If 16 and 17-year-olds are too childish and irresponsible to vote in local or Westminster elections, should that not also apply to their ability to vote in Conservative leadership elections?
We are talking here about electing the Parliament and the Government of the country, and although some 16 and 17-year-olds exercise and demonstrate enormous responsibilities, it is also the case that we make a general protection in our law for 16 and 17-year-olds—for example, through the criminal justice system. That is another way we recognise that 18 is, on average, the right point to make that judgment.
I am always genuinely interested to hear what is happening in Rochdale Council, but I draw the hon. Lady’s attention to the fact that 26 of our 27 EU partners, as well as Canada, Australia, New Zealand and the United States, all have a voting age that begins at 18. I do not think that those countries can fairly be said to be not in the 21st century.

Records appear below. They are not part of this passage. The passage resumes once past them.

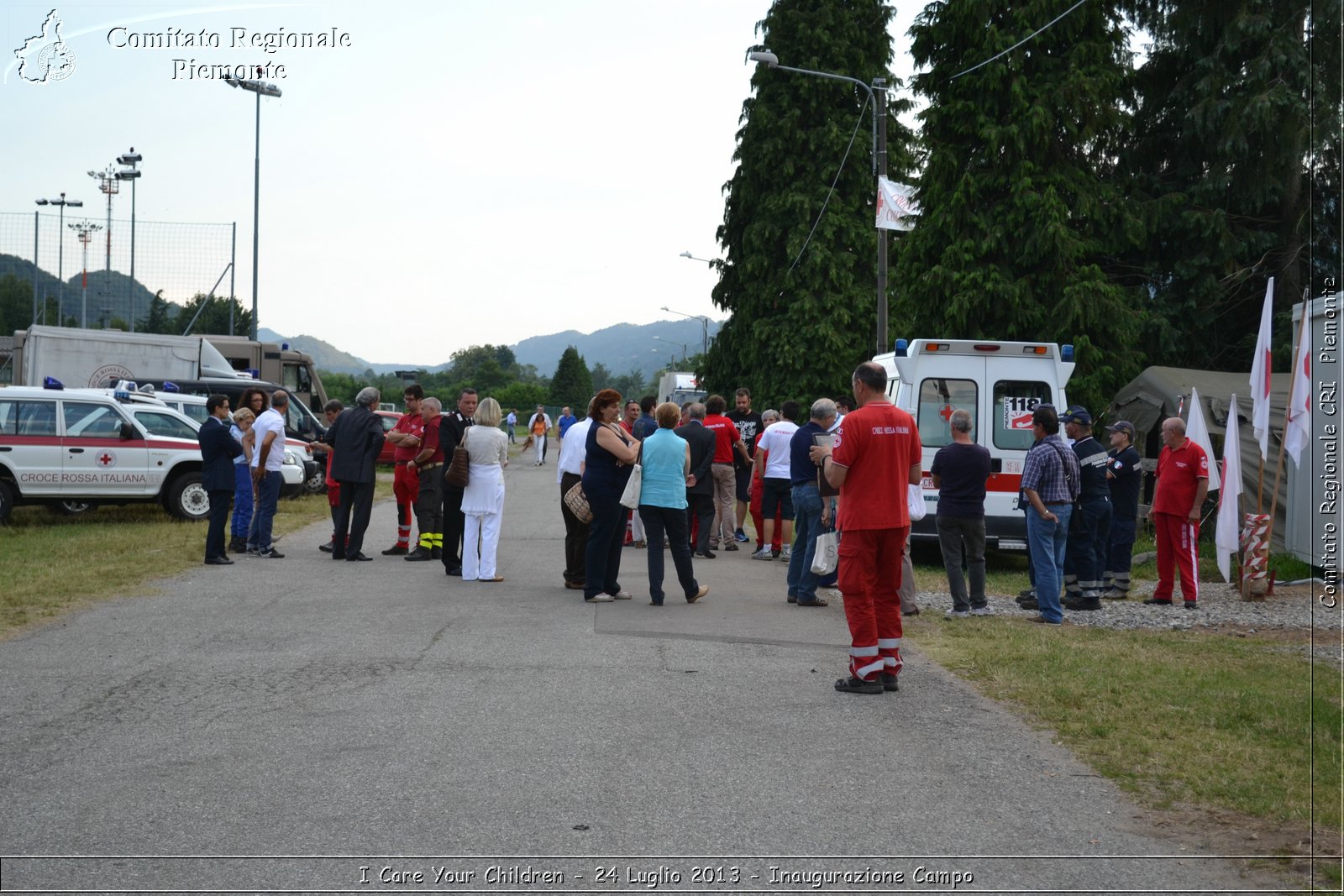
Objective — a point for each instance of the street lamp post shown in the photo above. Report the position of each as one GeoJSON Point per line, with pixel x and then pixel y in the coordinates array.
{"type": "Point", "coordinates": [705, 327]}
{"type": "Point", "coordinates": [108, 184]}
{"type": "Point", "coordinates": [261, 89]}
{"type": "Point", "coordinates": [131, 174]}
{"type": "Point", "coordinates": [878, 96]}
{"type": "Point", "coordinates": [60, 255]}
{"type": "Point", "coordinates": [87, 231]}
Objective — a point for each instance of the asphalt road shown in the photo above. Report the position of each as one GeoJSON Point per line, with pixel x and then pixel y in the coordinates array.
{"type": "Point", "coordinates": [355, 712]}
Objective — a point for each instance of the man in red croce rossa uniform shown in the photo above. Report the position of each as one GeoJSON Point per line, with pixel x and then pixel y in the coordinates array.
{"type": "Point", "coordinates": [1182, 488]}
{"type": "Point", "coordinates": [407, 437]}
{"type": "Point", "coordinates": [877, 456]}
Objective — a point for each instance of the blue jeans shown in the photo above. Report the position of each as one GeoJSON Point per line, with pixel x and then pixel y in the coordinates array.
{"type": "Point", "coordinates": [268, 496]}
{"type": "Point", "coordinates": [242, 500]}
{"type": "Point", "coordinates": [1048, 540]}
{"type": "Point", "coordinates": [806, 527]}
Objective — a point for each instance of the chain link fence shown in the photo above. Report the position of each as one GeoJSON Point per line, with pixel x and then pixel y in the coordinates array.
{"type": "Point", "coordinates": [87, 281]}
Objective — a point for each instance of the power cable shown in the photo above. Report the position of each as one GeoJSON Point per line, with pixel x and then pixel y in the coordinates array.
{"type": "Point", "coordinates": [1021, 42]}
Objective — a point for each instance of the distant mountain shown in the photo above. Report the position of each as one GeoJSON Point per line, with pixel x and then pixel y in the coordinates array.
{"type": "Point", "coordinates": [622, 348]}
{"type": "Point", "coordinates": [109, 295]}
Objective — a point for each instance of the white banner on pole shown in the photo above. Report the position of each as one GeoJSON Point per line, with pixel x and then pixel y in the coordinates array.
{"type": "Point", "coordinates": [897, 206]}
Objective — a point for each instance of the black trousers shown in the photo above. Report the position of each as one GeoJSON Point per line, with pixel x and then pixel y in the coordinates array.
{"type": "Point", "coordinates": [454, 526]}
{"type": "Point", "coordinates": [358, 499]}
{"type": "Point", "coordinates": [701, 506]}
{"type": "Point", "coordinates": [575, 535]}
{"type": "Point", "coordinates": [218, 520]}
{"type": "Point", "coordinates": [674, 521]}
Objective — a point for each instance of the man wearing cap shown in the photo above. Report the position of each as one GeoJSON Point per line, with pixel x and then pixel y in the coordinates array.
{"type": "Point", "coordinates": [1050, 483]}
{"type": "Point", "coordinates": [1182, 488]}
{"type": "Point", "coordinates": [1089, 530]}
{"type": "Point", "coordinates": [1124, 477]}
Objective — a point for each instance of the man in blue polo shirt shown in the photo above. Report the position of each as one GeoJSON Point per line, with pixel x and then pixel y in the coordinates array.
{"type": "Point", "coordinates": [806, 506]}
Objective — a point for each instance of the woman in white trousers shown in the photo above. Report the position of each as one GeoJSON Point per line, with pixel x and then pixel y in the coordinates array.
{"type": "Point", "coordinates": [483, 499]}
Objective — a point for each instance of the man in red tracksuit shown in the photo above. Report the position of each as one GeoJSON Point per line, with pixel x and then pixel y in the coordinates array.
{"type": "Point", "coordinates": [407, 437]}
{"type": "Point", "coordinates": [1182, 488]}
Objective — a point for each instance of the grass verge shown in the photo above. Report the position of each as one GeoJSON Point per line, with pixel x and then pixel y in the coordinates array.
{"type": "Point", "coordinates": [1200, 719]}
{"type": "Point", "coordinates": [54, 563]}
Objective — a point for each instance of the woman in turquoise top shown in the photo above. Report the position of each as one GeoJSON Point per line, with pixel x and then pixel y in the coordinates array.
{"type": "Point", "coordinates": [665, 463]}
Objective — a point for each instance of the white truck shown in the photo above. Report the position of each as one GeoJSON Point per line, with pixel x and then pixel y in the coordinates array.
{"type": "Point", "coordinates": [680, 387]}
{"type": "Point", "coordinates": [93, 359]}
{"type": "Point", "coordinates": [1000, 383]}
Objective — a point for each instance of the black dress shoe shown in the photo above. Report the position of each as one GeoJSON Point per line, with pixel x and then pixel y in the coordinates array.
{"type": "Point", "coordinates": [858, 685]}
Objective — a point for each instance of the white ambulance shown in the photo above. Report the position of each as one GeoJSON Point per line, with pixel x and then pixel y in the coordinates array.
{"type": "Point", "coordinates": [1001, 385]}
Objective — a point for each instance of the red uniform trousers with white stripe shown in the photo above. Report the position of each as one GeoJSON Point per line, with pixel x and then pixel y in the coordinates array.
{"type": "Point", "coordinates": [407, 490]}
{"type": "Point", "coordinates": [1178, 544]}
{"type": "Point", "coordinates": [870, 580]}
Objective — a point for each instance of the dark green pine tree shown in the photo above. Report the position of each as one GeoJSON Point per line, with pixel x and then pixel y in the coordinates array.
{"type": "Point", "coordinates": [800, 333]}
{"type": "Point", "coordinates": [1233, 100]}
{"type": "Point", "coordinates": [571, 385]}
{"type": "Point", "coordinates": [1021, 212]}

May I encourage my right hon. Friend to follow the wise example of the last Labour Government, who, though they were in office for 13 years and made many radical constitutional changes, none the less did not bring forward proposals to reduce the voting age to 16—for very good reasons?
My hon. Friend is spot on, and not only that, but the last Labour Government took a deliberate decision to increase from 16 to 18 the age at which somebody could buy cigarettes and knives and use a sunbed.

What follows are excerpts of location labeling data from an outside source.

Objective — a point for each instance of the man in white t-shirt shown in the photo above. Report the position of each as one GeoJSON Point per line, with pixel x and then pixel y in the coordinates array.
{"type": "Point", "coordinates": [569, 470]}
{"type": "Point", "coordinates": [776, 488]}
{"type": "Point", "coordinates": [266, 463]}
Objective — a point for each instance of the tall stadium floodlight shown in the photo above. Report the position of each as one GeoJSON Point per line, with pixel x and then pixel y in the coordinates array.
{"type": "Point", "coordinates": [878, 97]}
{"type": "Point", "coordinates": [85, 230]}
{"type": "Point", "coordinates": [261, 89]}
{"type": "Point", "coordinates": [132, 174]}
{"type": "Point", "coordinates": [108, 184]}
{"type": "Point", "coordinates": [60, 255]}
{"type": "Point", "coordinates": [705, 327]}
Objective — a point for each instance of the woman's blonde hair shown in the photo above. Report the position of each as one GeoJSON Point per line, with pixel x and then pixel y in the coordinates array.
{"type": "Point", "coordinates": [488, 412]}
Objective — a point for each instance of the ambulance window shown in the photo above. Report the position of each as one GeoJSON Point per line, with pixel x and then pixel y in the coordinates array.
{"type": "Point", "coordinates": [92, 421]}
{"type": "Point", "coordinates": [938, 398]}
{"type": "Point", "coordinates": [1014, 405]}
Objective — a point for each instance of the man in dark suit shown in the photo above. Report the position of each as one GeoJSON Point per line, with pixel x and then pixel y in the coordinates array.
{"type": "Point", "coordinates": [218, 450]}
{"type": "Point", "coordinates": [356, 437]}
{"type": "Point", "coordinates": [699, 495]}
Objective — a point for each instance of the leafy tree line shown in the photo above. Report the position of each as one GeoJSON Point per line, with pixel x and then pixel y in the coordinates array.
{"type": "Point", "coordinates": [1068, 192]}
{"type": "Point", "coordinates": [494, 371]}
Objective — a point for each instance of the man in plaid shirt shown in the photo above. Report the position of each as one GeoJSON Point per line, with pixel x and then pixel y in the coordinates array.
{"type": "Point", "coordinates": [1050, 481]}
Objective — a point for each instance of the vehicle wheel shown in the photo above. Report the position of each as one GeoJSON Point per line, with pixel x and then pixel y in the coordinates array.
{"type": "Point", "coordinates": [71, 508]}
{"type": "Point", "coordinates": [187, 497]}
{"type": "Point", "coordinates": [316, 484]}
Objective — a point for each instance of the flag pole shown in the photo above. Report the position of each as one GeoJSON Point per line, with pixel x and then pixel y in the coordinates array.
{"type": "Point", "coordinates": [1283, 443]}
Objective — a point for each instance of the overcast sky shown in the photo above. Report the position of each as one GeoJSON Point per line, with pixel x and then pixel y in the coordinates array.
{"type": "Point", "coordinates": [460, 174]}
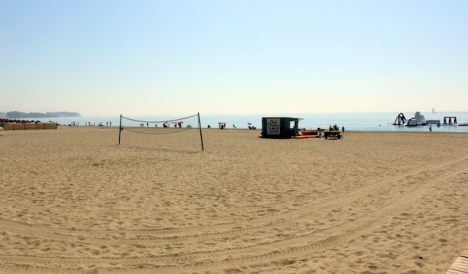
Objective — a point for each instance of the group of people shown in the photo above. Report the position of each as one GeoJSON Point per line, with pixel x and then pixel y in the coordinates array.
{"type": "Point", "coordinates": [223, 126]}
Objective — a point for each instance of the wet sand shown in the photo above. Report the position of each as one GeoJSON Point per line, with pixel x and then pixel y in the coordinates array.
{"type": "Point", "coordinates": [73, 201]}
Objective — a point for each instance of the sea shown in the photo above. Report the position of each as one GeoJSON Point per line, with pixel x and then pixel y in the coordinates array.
{"type": "Point", "coordinates": [368, 121]}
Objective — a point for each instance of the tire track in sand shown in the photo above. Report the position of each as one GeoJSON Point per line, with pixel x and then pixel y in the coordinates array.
{"type": "Point", "coordinates": [233, 257]}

I agree very much with everything my right hon. Friend is saying. Is not the answer to look at all the laws pertaining to the age of majority and actually have laws that make sense? As he identifies, someone is not deemed old enough to use a sunbed at 17; can get married at 16 with their parents’ permission but cannot go out and buy a drink to celebrate; and cannot drive a car until they are 17. The law is all over the place and needs a proper review. Is that not the way forward?
My right hon. Friend makes an interesting and valid point. I would add, of course, that we make specific protections in our law in respect of criminal justice and the asylum system, recognising that people under 18 need special protection.
During a debate in 2015, Chloe Smith, said:
“I am one of those who believes that we should allow voting at 16”.—[Official Report,
Vol. 602, c. 572.]
“being on the wrong side of history” if it refused to back the measure. Does the Minister agree with his colleague and will does he support votes at 16?
I stand by the manifesto on which I stood in 2017, and, as has been made clear this morning, by the position that the Labour party took for the 13 years during which it was last in government.